Jeff Sessions’ Explanation for Why He Can’t Answer Senators’ Questions Is Quite Something

Attorney General Jeff Sessions tried valiantly to avoid using the phrase “executive privilege” at his hearing before the Senate Intelligence Committee on Tuesday. Executive privilege can be invoked by a president to protect private communications between the president and other executive branch officials. Sessions insists that President Trump did not invoke it, yet he refused to answer questions about his conversations with President Trump.

One of the Senators who attempted to pin Sessions down on the legal grounds for his reticence was Democratic Senator Martin Heinrich:


Heinrich: Attorney General Sessions, has the president ever expressed his frustration to you regarding your decision to recuse yourself?

Sessions: Senator Heinrich, I’m not able to share with this committee private communications—

Heinrich: Because you’re invoking executive privilege.

Sessions: I’m not able to invoke executive privilege. That’s the president’s prerrogative.


Heinrich: My understanding is that you took an oath. You raised your right hand here today and you said that you would solemnly swear to tell the truth, the whole truth and nothing but the truth. And now you’re not answering questions. You’re impeding this investigation. So my understanding of the legal standard is that you either answer the question—that’s the best outcome. You say, “This is classified. Can’t answer it here. I’ll answer it in closed session.” That’s bucket number two. Bucket number three is to say, “I’m invoking executive privilege.” There is no appropriateness bucket. It is not a legal standard. Can you tell me what are these long standing DOJ rules that protect conversations made in the executive without invoking executive privilege?


Sessions: Senator, I’m protecting the president’s constitutional right by not giving it away before he has a chance to review it.

Heinrich: You’re having it both ways.

Sessions: And secondly, I am telling the truth in answering your question in saying it’s a longstanding policy of the Department of Justice —

Heinrich: Are those policies written?

Sessions: — to make sure the president has full opportunity to decide these issues.

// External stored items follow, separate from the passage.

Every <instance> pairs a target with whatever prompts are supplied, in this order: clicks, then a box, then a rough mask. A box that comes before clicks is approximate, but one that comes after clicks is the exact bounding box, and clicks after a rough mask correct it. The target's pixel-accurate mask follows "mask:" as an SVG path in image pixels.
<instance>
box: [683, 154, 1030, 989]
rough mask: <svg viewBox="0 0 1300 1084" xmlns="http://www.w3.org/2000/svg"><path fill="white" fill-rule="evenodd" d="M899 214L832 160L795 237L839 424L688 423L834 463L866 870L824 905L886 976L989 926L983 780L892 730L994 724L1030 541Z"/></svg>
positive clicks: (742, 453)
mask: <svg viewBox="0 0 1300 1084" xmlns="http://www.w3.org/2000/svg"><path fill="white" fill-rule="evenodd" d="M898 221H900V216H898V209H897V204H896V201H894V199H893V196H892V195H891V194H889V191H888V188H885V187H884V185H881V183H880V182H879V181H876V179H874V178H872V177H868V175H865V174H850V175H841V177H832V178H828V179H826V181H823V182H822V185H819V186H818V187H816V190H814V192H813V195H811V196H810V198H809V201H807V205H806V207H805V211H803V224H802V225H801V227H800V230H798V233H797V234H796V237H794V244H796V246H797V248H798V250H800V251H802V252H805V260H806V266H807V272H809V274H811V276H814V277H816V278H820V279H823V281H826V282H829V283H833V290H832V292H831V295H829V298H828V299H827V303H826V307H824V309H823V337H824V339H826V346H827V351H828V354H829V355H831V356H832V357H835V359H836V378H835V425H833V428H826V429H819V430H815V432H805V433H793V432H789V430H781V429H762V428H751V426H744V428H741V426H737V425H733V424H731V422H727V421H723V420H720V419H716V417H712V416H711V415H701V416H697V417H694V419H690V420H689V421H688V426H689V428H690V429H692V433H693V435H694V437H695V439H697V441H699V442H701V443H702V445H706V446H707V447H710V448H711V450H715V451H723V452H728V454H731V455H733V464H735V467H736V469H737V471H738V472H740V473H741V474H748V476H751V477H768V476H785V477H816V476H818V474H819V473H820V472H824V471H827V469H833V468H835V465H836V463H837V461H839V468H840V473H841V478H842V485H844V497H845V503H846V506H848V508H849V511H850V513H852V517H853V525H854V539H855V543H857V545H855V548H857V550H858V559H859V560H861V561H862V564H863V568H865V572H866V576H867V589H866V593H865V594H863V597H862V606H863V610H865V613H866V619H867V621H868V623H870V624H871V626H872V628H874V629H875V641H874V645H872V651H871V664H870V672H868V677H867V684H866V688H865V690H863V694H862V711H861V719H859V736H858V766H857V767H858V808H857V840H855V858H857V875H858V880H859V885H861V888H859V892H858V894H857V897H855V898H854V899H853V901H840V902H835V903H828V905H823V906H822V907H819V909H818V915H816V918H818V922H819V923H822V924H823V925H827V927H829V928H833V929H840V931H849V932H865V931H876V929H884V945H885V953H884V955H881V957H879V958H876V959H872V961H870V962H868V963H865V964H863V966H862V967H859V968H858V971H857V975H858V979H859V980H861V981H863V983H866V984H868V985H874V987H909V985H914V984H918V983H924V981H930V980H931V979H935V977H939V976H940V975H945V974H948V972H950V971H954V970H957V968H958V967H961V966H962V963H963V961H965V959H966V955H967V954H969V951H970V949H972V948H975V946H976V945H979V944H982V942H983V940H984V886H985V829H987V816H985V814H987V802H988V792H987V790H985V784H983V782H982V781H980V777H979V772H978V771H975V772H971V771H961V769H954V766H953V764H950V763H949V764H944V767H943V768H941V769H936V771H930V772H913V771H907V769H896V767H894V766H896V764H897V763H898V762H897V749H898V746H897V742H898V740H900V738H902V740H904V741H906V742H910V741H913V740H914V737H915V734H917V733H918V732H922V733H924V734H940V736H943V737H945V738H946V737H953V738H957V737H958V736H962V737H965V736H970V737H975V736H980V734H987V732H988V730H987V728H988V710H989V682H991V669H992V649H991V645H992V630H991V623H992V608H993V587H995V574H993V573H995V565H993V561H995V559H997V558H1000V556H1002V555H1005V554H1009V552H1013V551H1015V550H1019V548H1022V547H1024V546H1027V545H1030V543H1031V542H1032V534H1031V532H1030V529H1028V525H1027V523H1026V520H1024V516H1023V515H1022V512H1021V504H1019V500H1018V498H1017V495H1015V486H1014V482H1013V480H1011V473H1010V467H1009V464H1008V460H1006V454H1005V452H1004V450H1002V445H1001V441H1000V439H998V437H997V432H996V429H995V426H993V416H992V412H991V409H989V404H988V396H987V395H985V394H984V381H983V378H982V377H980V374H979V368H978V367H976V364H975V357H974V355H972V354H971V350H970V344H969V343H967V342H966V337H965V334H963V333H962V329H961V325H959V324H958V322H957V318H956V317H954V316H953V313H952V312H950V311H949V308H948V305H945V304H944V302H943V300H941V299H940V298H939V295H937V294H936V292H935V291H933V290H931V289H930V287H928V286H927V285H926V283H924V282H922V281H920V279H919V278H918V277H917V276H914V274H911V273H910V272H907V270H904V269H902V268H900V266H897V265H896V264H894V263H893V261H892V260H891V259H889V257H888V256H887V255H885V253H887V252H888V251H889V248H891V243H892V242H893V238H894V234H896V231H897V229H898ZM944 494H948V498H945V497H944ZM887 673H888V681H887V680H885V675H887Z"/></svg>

Heinrich: Can you share those policies with us? Are they written down at the Department of Justice?

Sessions: I believe they are. Certainly —

Heinrich: This is the appropriate legal standard for not answering congressional inquiries?

Sessions: It’s my judgement that it would be inappropriate for me to answer and reveal private conversations with the president when he has not had a full opportunity to review the questions and to make a decision on whether or not to approve such an answer, one. There are also other privileges that could be invoked.

In this response and a later exchange with Sen. Angus King, Sessions seemed to be saying that while executive privilege hadn’t been invoked, he could refuse to answer questions about his communications with the president because Trump might want to invoke executive privilege. Sessions effectively admitted he was deploying executive privilege in a response to Sen. Joe Manchin, who asked him whether he’d be able to speak more freely in a closed session. “The executive privilege,” Sessions said, “is not waived by going in closed session.”